3 脳の勘違い、あーあ勘違い(2/2)

 そこで、とりあえず専門医を勧め、息子さんに脳内栄養素A、B、C(※)を与えることをお母さんに伝えました。

「こんな姿の息子を人に見られてどうしたのって聞かれたらはずかしくって………おまけに精神科だなんて……」

「勘違いシンドロームとでも言っておけばいいじゃない」

「センセイ! 冗談じゃないんですよ!」

「もちろん私は本気よ! すっごく本気なんだから」

 でもこの母親は、こんな言葉を残して帰っていきました。

「すぐ治せる薬を教えてくださらないのなら仕方ありません。無駄足でした」

 あーあ、それって勘違いもいいとこよ! どんな方法を使ってもすぐに治るほど単純な狂いじゃないから多重人格になっているんじゃない。根本的治癒力を呼び戻さなくてはならないのに! お母さんも勘違いシンドロームなのよね。

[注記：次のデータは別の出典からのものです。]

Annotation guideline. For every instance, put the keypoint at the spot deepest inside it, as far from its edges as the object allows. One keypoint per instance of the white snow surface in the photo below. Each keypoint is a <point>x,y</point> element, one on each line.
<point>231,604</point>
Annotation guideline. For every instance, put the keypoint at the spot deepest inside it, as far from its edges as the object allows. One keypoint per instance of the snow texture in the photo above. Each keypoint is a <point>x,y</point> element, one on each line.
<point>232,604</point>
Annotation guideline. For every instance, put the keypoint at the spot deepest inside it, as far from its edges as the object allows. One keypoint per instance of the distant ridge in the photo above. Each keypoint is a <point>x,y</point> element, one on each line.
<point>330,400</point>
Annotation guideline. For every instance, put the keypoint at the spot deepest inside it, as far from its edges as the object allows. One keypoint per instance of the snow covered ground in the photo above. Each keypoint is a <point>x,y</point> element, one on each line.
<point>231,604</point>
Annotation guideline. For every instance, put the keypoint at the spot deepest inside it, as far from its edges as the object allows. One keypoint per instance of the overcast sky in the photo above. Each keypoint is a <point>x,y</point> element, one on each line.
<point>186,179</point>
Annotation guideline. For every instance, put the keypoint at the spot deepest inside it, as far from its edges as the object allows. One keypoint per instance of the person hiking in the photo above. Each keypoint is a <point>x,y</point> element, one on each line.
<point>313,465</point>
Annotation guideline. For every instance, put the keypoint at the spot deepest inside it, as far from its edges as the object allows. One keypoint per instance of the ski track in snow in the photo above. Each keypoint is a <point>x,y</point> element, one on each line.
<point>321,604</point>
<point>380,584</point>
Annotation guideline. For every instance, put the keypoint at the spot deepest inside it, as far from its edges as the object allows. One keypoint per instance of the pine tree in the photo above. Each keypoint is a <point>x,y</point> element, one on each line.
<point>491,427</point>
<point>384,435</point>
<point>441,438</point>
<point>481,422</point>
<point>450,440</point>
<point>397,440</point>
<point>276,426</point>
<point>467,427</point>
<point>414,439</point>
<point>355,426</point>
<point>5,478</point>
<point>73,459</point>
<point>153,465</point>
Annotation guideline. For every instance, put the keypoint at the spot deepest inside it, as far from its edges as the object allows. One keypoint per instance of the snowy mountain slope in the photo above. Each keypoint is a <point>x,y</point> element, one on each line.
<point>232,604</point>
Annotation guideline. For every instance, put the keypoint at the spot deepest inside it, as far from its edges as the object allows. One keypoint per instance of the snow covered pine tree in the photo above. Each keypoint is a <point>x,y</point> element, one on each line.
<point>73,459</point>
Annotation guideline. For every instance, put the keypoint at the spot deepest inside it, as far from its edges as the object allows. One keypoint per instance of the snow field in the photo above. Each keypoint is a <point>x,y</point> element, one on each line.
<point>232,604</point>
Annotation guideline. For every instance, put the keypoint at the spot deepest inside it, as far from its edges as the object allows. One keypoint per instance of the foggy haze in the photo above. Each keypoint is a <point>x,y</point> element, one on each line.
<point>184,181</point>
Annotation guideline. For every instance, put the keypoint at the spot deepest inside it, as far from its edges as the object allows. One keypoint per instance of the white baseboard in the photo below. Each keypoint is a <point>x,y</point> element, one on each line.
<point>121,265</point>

 こんなとき無力な自分が情けなくなります。あなたの息子さんはうちの道太郎と違って、間違っているとはいえ正すことが可能な脳をフル装備してるじゃないの、とまで言ったのに……。

 あの息子さんの行く末を考えると眠れませんでした。

 眠れないまま、朝、散歩に出かけたのでした。